Superimposed snowflakes help in the opening segments (and are better at contributing to the atmosphere than they are at disguising a quarry as an Antarctic landscape), night-shooting further enhances the menace later on in the estate grounds and model work on the house is on a par with the exploding church in The Daemons. Only relatively few shots are let down by the usual limitations of budget and technology. But in the end it’s too formidable and the writer has left the Doctor no cleverer option than calling in the RAF in the form of a full squadron of stock-footage Phantoms. (To a poorly misjudged piece of soundtrack, I might add – weird pseudo-patriotic ditty removes any last vestige of tension from the moment.)

A lesser but still significant letdown is that this is blatantly a UNIT story – even down to the civil servants (Michael Barrington is highly typical of the period, albeit Thackeray is more congenial and less of a buffoon; and Kenneth Gilbert does a decent job as the duplicitous and corruptible Dunbar who tries to redeem himself). But UNIT are missing. Which is to say, they’re present – with something like a full complement of half a dozen troops – but not as we know and love them. No Brigadier, no Benton and no Harry Sullivan.

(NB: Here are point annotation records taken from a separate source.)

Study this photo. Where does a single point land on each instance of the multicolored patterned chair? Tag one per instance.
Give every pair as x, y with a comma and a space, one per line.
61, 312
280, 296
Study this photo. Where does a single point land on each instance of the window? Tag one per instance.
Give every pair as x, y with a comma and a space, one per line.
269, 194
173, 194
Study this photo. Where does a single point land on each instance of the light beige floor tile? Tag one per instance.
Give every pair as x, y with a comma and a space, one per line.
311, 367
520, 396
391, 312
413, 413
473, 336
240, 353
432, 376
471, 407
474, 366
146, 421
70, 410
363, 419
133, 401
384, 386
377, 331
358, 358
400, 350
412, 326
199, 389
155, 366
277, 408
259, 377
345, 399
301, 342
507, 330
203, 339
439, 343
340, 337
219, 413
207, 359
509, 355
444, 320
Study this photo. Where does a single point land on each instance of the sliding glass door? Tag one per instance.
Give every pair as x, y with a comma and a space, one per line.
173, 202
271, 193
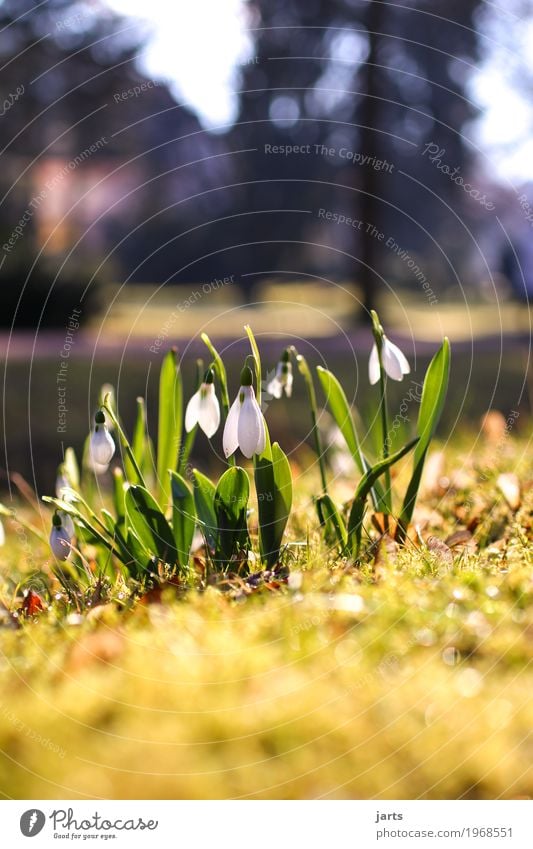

So this particular blend of vegetable soup comes with an aftertaste of missed opportunity.
Episode Three has more than its share of running around, which I don’t object to in principle – it’s all part and parcel of an adventure yarn and it shows off the spectacular grounds (and it is a great location). But it all feels a bit circular, with the one object of leading to that cliffhanger with Sarah and the pod. There’s an extra sense of contrivance to the cliffhangers as though the writer had all of them sorted in his mind and wrote the rest of the tale to fit. There’s further too-obvious contrivance at work later to bring about Chase’s ultimate end in the crusher. Poetic justice, maybe, but a defter touch in the plotting might not have gone amiss. Again, it’s as though the writer was so fond of that conclusion for his prize villain he was determined to make it happen, no matter what.

Can’t say I blame him too much, as in the end I’m quite fond of the story in spite of these few misgivings. Which, let’s face it, is a common or garden response to many a Doctor Who story.

The grass may often be greener in the imagination, but a tale like this sows a great many seeds.